Option 2: Trade Versteeg, re-sign Krugs, goodbye Oduya
A trade of Versteeg would free up $2.2 million and give the team nearly $3.2 million in cap space. That would allow Bowman to offer up to $2.6 million to Kruger while leaving $575,000, the league's minimum salary, for a seventh defenseman. If the Hawks are confident in Daley to be a top-four defenseman next season, they also might be fine with TVR and David Rundblad as a third pairing. Toss in a cheap defenseman as the emergency seventh guy and the roster would be set even with Bickell still around. The Hawks probably prefer to keep Versteeg around next season, though, so I would imagine they'd push for Option 1 instead.
Option 3: Trade Bickell and Versteeg/Shaw, re-sign Krugs and Oduya
Another possibility is that the Hawks could try to clear Bickell and another player's salaries in order to re-sign both Kruger and Oduya. The problem is that they probably couldn't clear more than $5 million, and at that point you're asking Oduya to take a significant pay cut in order to stay in Chicago.
Maybe that happens, especially given that patience Oduya has shown already this summer, but it's not something to bank on. Again, in an ideal world, you move Bickell's whole salary, then maybe shedding Versteeg as well would give you enough to re-sign Kruger and Oduya. An ideal world wouldn't have involved trading Sharp and Saad, though, so we're well past that.
The Blackhawks have tried hard to be balanced this summer, adding a number of key veterans in addition to a potential building block in Marko Dano. The team's inability to trade Bickell's contract has become a major obstacle, but Bowman has worked hard to move around the pieces and put the team in a position to ice an impressive lineup even if the overpriced winger's whole salary cannot be moved. A quick look at the team's roster for next season shows some risk in unproven players, but one that still generally holds up among the best in the league.
Toews and Hossa will still lead the first line. Kane has an intriguing new linemate in Artem Anisimov. Dano and Teuvo Teravainen are both very exciting young players. The big Russian additions, Panarin and Viktor Tikhonov, may be wild cards, but the potential is undeniable there, too. A top-heavy defensive corps is nothing new.
There are fair questions all around, from who will be the first line left winger to whether Daley's ugly possession numbers are a legit issue. If both Bickell and another forward are traded, the team's forward depth won't look quite as impressive either. Bowman has made his big moves for the summer and come out with a good-looking team, though, which might be worth appreciating when you consider (a) apparently nobody wanted any of our contracts (b) Saad left the team between a rock and a $36 million contract. That he's maneuvered through those things and now just needs to make one more deal to get Kruger back, with the current roster, was no easy task.

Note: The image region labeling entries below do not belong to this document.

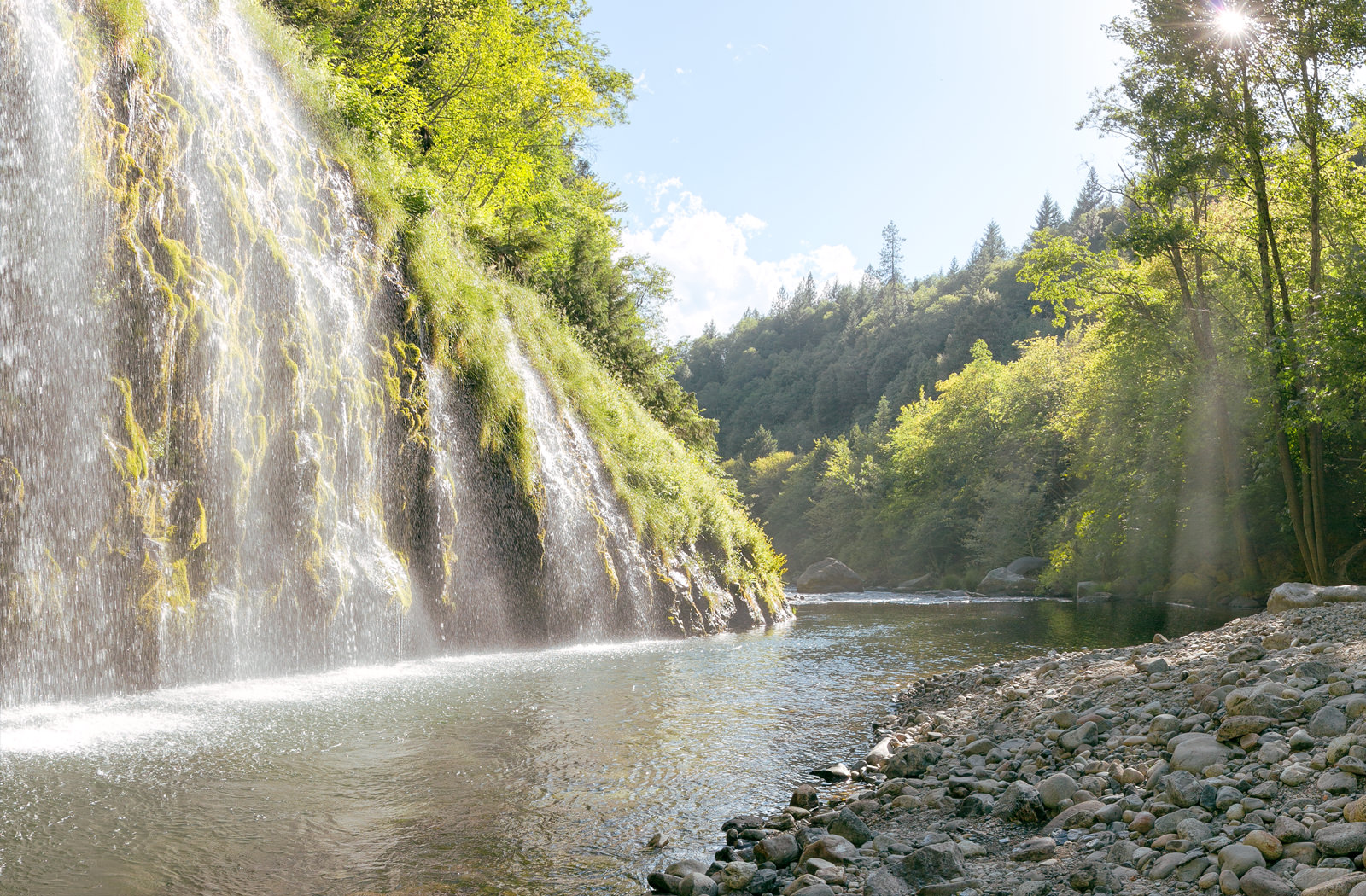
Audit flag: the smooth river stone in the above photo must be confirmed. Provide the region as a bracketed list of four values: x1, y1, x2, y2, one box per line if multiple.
[1314, 821, 1366, 855]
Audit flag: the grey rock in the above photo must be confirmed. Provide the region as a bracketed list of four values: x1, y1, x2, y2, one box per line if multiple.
[863, 869, 915, 896]
[1238, 867, 1296, 896]
[1043, 799, 1105, 832]
[1266, 582, 1323, 614]
[678, 871, 717, 896]
[1006, 557, 1048, 576]
[1166, 771, 1207, 809]
[754, 833, 801, 867]
[1218, 843, 1266, 877]
[794, 557, 863, 594]
[801, 833, 859, 862]
[791, 884, 835, 896]
[1011, 881, 1054, 896]
[1038, 771, 1077, 809]
[1272, 816, 1314, 843]
[902, 843, 966, 884]
[1314, 821, 1366, 855]
[787, 784, 821, 812]
[1305, 707, 1347, 737]
[1057, 721, 1101, 753]
[1009, 837, 1057, 862]
[1228, 643, 1266, 665]
[1314, 769, 1357, 794]
[664, 859, 708, 878]
[721, 862, 760, 889]
[883, 743, 944, 778]
[831, 807, 873, 847]
[1170, 735, 1231, 776]
[992, 782, 1048, 825]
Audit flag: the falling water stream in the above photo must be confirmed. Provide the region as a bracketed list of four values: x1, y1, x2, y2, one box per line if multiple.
[0, 0, 1251, 896]
[0, 594, 1240, 896]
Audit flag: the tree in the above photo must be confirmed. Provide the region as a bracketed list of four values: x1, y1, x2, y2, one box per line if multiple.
[740, 425, 777, 463]
[877, 221, 906, 286]
[1072, 166, 1109, 223]
[1031, 193, 1064, 234]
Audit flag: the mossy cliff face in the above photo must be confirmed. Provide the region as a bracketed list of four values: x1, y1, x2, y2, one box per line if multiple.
[0, 0, 787, 703]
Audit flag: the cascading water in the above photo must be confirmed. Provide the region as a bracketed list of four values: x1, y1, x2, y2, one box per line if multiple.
[0, 0, 786, 705]
[504, 321, 653, 641]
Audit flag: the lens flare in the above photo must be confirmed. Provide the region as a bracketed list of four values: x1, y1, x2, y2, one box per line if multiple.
[1214, 7, 1252, 37]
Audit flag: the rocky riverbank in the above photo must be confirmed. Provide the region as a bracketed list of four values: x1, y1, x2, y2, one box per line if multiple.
[649, 595, 1366, 896]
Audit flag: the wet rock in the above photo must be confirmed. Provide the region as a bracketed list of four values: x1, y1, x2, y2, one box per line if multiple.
[797, 833, 859, 864]
[676, 871, 717, 896]
[787, 784, 821, 810]
[811, 762, 854, 784]
[1314, 821, 1366, 855]
[977, 567, 1038, 596]
[831, 807, 873, 847]
[754, 833, 801, 867]
[721, 862, 760, 889]
[1266, 582, 1323, 614]
[794, 557, 863, 594]
[883, 743, 944, 777]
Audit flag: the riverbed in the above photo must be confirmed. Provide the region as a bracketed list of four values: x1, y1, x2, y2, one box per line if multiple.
[0, 593, 1229, 896]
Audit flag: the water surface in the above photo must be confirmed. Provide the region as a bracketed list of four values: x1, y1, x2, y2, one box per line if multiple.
[0, 594, 1227, 896]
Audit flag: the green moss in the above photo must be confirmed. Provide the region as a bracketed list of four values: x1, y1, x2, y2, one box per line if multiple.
[236, 4, 784, 609]
[109, 377, 152, 480]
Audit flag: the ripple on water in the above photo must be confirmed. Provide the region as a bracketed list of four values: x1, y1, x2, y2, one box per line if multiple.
[0, 596, 1246, 896]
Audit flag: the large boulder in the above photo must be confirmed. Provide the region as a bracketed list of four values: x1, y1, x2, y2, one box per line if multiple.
[1166, 573, 1218, 603]
[797, 557, 863, 594]
[977, 567, 1038, 596]
[1006, 557, 1048, 576]
[1266, 582, 1366, 614]
[892, 573, 938, 591]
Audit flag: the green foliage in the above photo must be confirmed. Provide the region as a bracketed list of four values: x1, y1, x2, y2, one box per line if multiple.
[256, 0, 715, 453]
[246, 0, 783, 609]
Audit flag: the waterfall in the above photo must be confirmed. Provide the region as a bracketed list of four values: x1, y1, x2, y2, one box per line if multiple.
[504, 321, 653, 642]
[0, 0, 781, 705]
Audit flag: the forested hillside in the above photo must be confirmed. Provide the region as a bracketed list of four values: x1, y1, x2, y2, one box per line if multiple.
[693, 0, 1366, 600]
[679, 171, 1118, 457]
[265, 0, 715, 451]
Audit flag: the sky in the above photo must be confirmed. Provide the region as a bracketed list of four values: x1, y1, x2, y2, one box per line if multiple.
[585, 0, 1130, 339]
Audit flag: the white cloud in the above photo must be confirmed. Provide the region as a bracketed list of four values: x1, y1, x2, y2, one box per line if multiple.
[622, 177, 863, 339]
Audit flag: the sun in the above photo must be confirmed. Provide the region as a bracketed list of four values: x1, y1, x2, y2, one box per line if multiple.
[1214, 7, 1252, 37]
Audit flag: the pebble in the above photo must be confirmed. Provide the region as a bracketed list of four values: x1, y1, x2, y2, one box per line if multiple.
[649, 603, 1366, 896]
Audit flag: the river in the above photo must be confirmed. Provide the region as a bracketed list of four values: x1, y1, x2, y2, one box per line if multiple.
[0, 594, 1228, 896]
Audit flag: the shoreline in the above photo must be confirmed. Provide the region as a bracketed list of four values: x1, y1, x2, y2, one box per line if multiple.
[649, 603, 1366, 896]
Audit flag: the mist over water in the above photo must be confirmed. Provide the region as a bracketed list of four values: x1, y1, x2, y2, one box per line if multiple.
[0, 596, 1246, 896]
[0, 0, 694, 705]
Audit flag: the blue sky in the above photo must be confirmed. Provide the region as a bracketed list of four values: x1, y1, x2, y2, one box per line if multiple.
[585, 0, 1129, 339]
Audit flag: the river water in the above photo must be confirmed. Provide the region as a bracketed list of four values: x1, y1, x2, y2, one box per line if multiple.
[0, 594, 1227, 896]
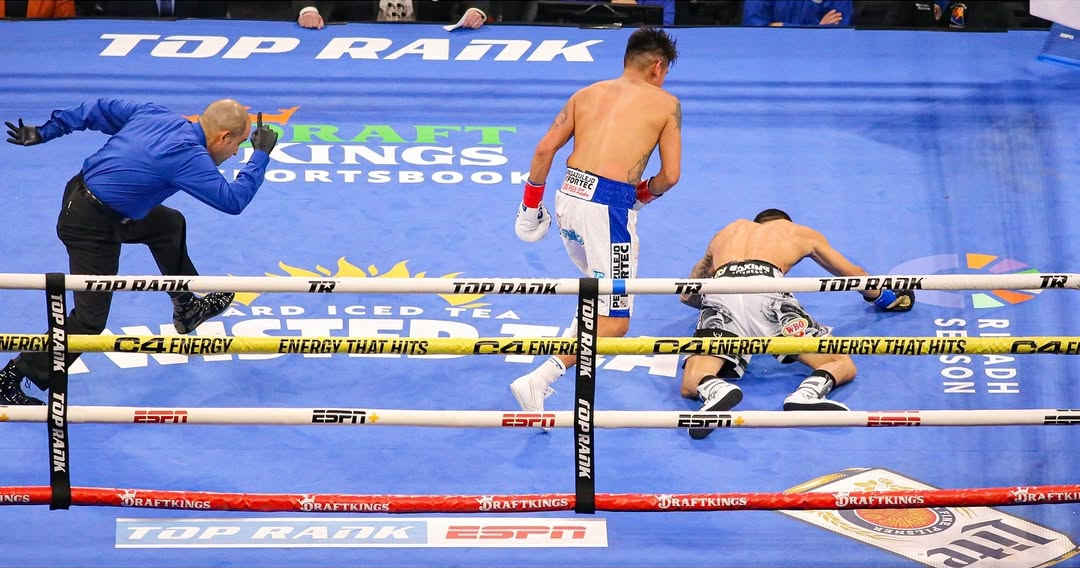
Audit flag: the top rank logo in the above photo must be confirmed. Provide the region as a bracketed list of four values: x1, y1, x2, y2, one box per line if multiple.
[233, 256, 488, 310]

The big deals, the roster-transforming ones, appear to be out of the way, but the Blackhawks aren't done yet. They can't be. At least one more trade has to be on the way with Kruger still hanging in the balance, and it's possible even more happens to bring back Oduya. The end of the road appears near, however, and now the biggest surprises are hopefully out of the way. A quality team still remains in Chicago, even if it's not quite the one we anticipated a few weeks ago. Just give us a Bickell trade and a Kruger re-signing and bring on October.
Oh yeah, and one more thing: Thanks Patrick. Good luck in Dallas.